Reasoning LLM: A Bioinformatics Coding Interview
Here’s the question I used to use at Invitae to interview bioinformatics engineering candidates, how it’s solved by two reasoning LLMs, and a few conclusions.
Interview Question
I have a fasta file that has the following format:
>SEQ1
AGTCTGCTACGCTAGC
>SEQ2
GGTGCGATCGATCGTG
>SEQ3
TTCCCATGCTACGTCG
>SEQ4
TCAAACGCATCGCGAC
You can assume that:
- the fasta file is well formatted
- there is only one sequence line per header line
- each sequence in the file is the same length
Your task is to replace the pass
portions of this code with functioning code, according to the name and docstring:
def read_fasta(input_fasta_path):
"""Given the location of a fasta file, return a list of sequences"""
pass
def are_similar(seq1, seq2, threshold=3):
"Given two sequences, using a Hamming distance metric to return a bool indicating whether or not the two sequences are similar"
pass
def build_graph(sequences):
"""Given a list of sequences, return a graph representation of sequences that are similar via Hamming distance"""
pass
def are_second_degree_neighbors(graph, seq1, seq2):
"""Given a graph and two sequences, return a bool indicating if they're second degree neighbors"""
pass
def main():
pass
Please create any tests and data you need in order to feel confident that the code you write is correct. Similarly, structure main
in any way you see fit to demonstrate correctness of the code.
Lastly, imagine we want this code to go into production. Please attempt to make coding decisions that produce production-level code.
ChatGPT-o1
(Thought for 29s)
#!/usr/bin/env python3
"""
FASTA Similarity Checker
This module provides functionality to:
1. Read sequences from a FASTA file.
2. Compute a Hamming-based similarity check between two sequences.
3. Build a graph (adjacency list) of sequences considered "similar."
4. Determine whether two sequences are second-degree neighbors within that graph.
Author: Your Name
Date: 2025-01-31
"""
from itertools import combinations
import sys
def hamming_distance(seq1: str, seq2: str) -> int:
"""
Compute the Hamming distance between two equal-length sequences.
:param seq1: First sequence (string).
:param seq2: Second sequence (string).
:return: The Hamming distance (integer).
:raises ValueError: If the sequences are not the same length.
"""
if len(seq1) != len(seq2):
raise ValueError("Sequences must be of equal length to compute Hamming distance.")
return sum(ch1 != ch2 for ch1, ch2 in zip(seq1, seq2))
def read_fasta(input_fasta_path: str) -> list[str]:
"""
Given the location of a fasta file, return a list of sequences.
Assumptions:
- The FASTA file is well-formatted.
- There is only one sequence line per header line.
- Each sequence is of the same length.
:param input_fasta_path: Path to input FASTA file.

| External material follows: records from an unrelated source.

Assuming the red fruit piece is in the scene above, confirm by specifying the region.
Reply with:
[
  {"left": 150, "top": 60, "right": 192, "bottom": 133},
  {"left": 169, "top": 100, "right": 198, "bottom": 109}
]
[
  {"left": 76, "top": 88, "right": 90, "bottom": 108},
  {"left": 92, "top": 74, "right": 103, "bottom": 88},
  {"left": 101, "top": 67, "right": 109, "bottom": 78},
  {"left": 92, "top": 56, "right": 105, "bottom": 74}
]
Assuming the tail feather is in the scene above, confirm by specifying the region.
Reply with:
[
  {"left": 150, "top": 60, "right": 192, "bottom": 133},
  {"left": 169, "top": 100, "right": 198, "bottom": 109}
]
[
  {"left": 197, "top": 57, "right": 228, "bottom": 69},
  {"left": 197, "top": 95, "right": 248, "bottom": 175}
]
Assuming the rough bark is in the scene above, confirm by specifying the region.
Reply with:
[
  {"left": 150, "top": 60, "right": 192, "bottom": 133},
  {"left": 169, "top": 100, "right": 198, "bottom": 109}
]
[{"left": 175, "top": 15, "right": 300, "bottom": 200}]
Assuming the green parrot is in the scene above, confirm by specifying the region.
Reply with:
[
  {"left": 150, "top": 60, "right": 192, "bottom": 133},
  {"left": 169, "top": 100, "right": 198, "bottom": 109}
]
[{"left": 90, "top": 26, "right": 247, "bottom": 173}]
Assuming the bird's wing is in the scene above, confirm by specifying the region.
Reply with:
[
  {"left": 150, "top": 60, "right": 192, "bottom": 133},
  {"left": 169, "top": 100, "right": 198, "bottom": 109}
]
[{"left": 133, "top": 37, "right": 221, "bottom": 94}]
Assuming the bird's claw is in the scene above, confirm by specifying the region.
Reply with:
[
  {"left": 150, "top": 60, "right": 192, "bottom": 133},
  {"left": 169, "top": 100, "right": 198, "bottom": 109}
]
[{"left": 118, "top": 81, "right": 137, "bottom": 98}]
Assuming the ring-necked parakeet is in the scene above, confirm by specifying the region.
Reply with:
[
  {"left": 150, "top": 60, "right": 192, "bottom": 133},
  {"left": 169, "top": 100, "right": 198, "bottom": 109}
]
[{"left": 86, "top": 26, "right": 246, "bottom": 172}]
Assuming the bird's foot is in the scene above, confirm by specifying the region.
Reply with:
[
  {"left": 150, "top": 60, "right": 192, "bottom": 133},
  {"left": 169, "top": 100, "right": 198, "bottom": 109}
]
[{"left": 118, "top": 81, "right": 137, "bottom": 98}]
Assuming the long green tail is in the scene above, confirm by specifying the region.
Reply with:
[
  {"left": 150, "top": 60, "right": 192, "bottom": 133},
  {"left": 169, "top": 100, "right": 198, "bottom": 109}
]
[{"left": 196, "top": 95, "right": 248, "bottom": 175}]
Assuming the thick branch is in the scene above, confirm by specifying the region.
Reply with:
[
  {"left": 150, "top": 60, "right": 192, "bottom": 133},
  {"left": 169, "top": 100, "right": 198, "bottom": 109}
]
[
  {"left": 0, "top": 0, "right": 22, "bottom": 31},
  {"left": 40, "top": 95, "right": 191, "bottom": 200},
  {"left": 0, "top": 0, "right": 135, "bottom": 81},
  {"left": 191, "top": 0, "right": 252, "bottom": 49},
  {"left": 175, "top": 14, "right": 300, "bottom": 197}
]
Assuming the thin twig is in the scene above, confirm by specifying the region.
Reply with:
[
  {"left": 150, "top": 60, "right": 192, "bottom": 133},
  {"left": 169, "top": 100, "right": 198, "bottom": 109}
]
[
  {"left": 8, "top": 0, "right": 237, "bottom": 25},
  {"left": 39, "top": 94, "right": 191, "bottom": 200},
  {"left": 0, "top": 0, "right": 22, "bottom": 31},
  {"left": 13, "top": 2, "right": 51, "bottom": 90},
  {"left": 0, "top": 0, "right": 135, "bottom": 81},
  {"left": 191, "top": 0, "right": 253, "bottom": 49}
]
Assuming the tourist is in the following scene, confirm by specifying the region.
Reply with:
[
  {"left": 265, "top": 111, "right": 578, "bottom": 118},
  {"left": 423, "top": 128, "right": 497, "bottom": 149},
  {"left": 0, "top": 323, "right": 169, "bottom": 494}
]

:return: A list of sequences (strings).
"""
sequences = []
with open(input_fasta_path, "r") as f:
for line in f:
line = line.strip()
if not line:
continue
# Skip headers that start with '>'
if line.startswith(">"):
continue
sequences.append(line)
return sequences
def are_similar(seq1: str, seq2: str, threshold: int = 3) -> bool:
"""
Given two sequences, use a Hamming distance metric to return a bool
indicating whether the two sequences are 'similar.'
:param seq1: First sequence (string).
:param seq2: Second sequence (string).
:param threshold: Maximum Hamming distance for which sequences are considered similar.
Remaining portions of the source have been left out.